The ACT party is an unwavering supporter of libertarian principles, unless you’re a 17-year-old with a troubled past. In that case, you should get tried as an adult because you're "old enough to know better” - though you're still not old enough to have a beer or know who to vote for.

Meanwhile, Labour’s apparent policy to have at least one ministerial scandal a month doesn’t seem to be going so well for them. Then there’s their announcement of a massive green energy project – if only they can get it through their own resource consent regime.

Finally, the National Party has announced that it wants to ban phones in schools.

But why is this policy dumb?

Well, because it doesn’t change anything.

Schools that have problems with kids on phones can already put restrictions in place.

Since National wants the schools themselves to decide how this new rule is implemented, they’ve basically announced that nothing will change.

A good policy requires substance.
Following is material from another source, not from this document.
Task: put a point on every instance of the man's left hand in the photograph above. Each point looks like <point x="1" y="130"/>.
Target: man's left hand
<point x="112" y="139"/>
This policy, though, is a tasty nothingburger.

And yet it’s a nothingburger that has generated at least three days of news.

Prime Minister Hipkins was quick to point out that schools “don’t need Christopher Luxon’s permission” to ban phones. I mean, sure. But criticising National for taking decision-making agency away from local actors is a bit rich coming from a government that seems to want to centralise everything.

Secondary Principals’ Association president, Vaughan Couillault, said the policy is “unworkable”. Apart from the schools that already have restrictions on phone use, of course. It’s working fine for them.

What really matters to the National Party is not whether this policy will actually accomplish anything but whether it’ll give them free coverage with their name on it.

And here I am now, unwittingly obliging. And all for a nothingburger.

Maybe the policy isn’t so dumb after all.